As is the case with Markdown, many parsers have prioritized ease of implementation over formal rigor.
I agree about markdown, but the only awkward implementation issue is nested syntax: what markup is parsed inside various other outer markup forms?

Italic headings? Bold links? Nested lists - how many levels? Code in list? How do paragraphs interact with lists? There are many opinions and many leaky implementations of those opinions. Newlines? Embedding HTML in Markdown !?!?

It all seems so sad, because (X)HTML nailed most of these issues a very long time ago. But HTML implementations were sloppy from the outset. And XML was born with inherited bloat, then got ever more complex over time (modular specs, XLink, XPath, XSLT, DTD -> XML Schema, ...)
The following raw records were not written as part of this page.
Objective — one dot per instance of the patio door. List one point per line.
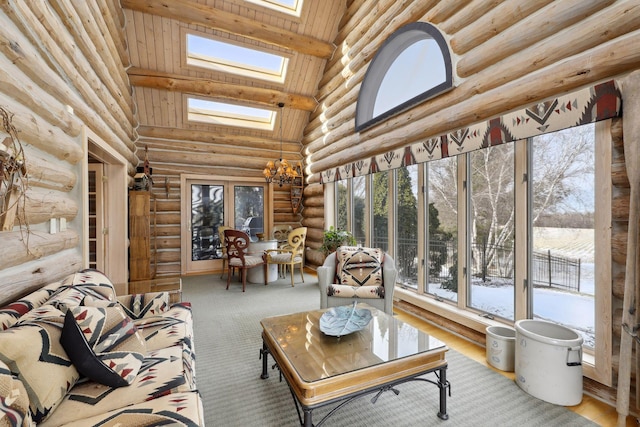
(211, 202)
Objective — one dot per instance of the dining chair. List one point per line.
(223, 246)
(281, 233)
(290, 253)
(237, 242)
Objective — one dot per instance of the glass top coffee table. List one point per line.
(324, 370)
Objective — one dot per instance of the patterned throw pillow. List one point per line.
(14, 401)
(92, 283)
(32, 351)
(357, 266)
(138, 306)
(103, 344)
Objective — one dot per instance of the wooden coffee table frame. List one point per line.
(342, 389)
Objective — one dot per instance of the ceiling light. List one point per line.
(280, 171)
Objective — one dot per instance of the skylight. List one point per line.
(292, 7)
(225, 114)
(231, 58)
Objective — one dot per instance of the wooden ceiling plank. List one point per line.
(218, 89)
(217, 137)
(209, 17)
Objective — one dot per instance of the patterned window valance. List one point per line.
(599, 102)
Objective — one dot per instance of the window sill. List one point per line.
(470, 320)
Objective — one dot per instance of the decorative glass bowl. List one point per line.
(343, 320)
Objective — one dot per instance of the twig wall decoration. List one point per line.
(13, 176)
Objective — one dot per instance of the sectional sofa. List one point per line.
(72, 353)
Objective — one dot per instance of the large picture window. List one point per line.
(529, 242)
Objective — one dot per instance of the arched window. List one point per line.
(412, 66)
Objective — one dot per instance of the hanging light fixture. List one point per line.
(280, 171)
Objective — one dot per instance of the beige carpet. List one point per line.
(228, 343)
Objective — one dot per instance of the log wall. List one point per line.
(541, 50)
(58, 75)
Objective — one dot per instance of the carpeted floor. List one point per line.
(228, 343)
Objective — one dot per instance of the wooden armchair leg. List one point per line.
(266, 273)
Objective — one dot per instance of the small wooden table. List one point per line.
(325, 370)
(171, 284)
(256, 274)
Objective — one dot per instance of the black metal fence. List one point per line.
(555, 271)
(488, 262)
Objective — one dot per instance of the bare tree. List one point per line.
(562, 176)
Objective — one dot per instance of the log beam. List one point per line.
(21, 246)
(244, 141)
(28, 277)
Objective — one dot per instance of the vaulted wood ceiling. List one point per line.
(155, 35)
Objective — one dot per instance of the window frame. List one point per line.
(390, 50)
(596, 364)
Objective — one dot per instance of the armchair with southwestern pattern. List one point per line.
(351, 273)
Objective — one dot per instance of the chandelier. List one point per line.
(280, 171)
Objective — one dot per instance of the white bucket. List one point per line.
(501, 341)
(548, 361)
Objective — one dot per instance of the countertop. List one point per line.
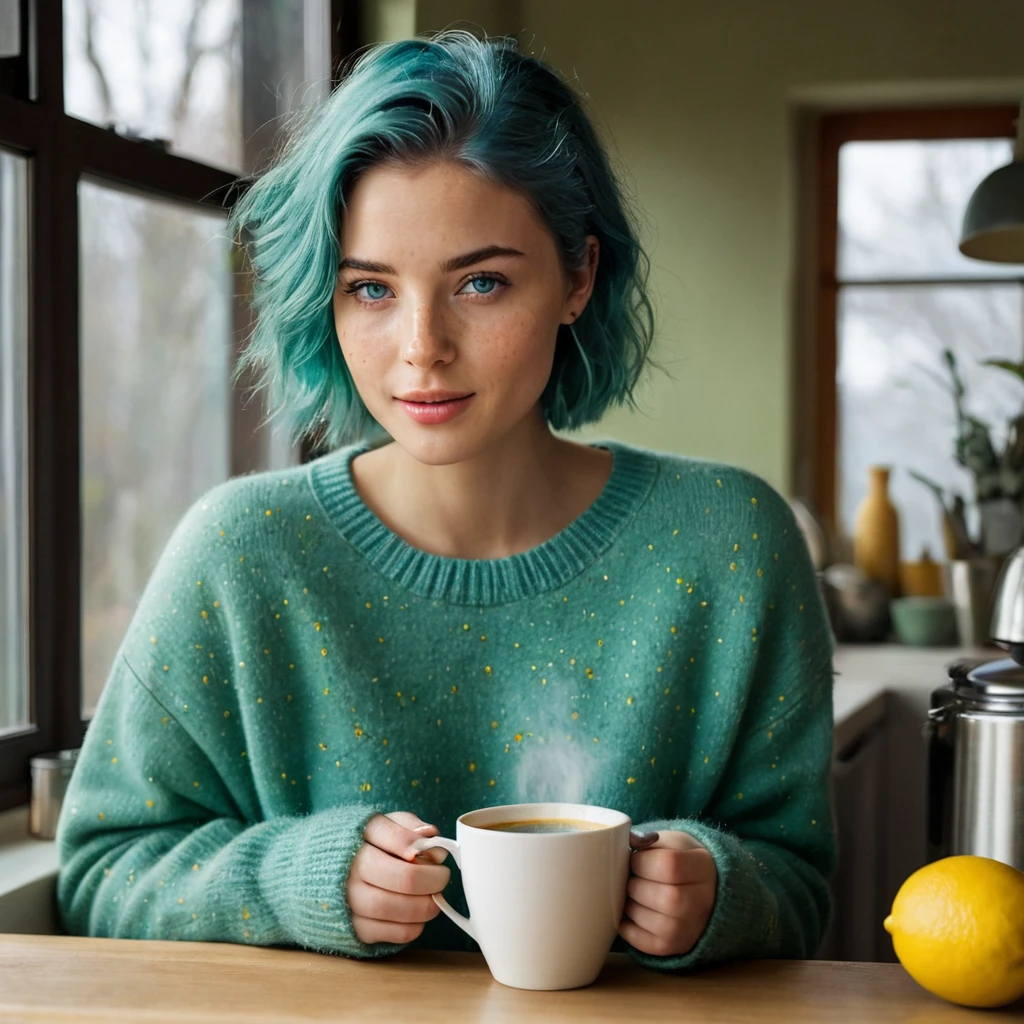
(69, 980)
(865, 674)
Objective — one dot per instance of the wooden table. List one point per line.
(60, 979)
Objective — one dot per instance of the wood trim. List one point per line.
(835, 131)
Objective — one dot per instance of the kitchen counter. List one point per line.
(76, 980)
(866, 674)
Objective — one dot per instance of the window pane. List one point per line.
(14, 710)
(204, 75)
(156, 351)
(901, 206)
(894, 393)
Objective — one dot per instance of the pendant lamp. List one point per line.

With Markdown, it is relatively easy to introduce some recursion into the parser, but for what spec? In what contextual cases? At what cost?

One classic example is JSON.

It is possible to just treat commas as whitespace. It makes implementation so much easier. It accepts missing, trailing and repeated commas. It makes elements uniform. It ignores many common errors that arise from typos or cut'n'paste. It makes JSON writers simpler, by removing the first/last special case.

A JSON parser that treats commas as whitespace can be two dozen lines in most programming languages - if you do not want line/column, chapter and verse, for the remaining error messages.

I wish there was a text format that used the ascii unit separator and record separator. It would have solved so many problematic edge cases.
The one tools get the most wrong is that there is no escaping of the new line character.
Oh yes, but I encountered it on the parsing side. A CSV parsing algorithm that does parallel processing would have this issue.

DuckDB has this problem when the parallel processing of CSV is enabled.

Understandably though because they want to process many lines in parallel.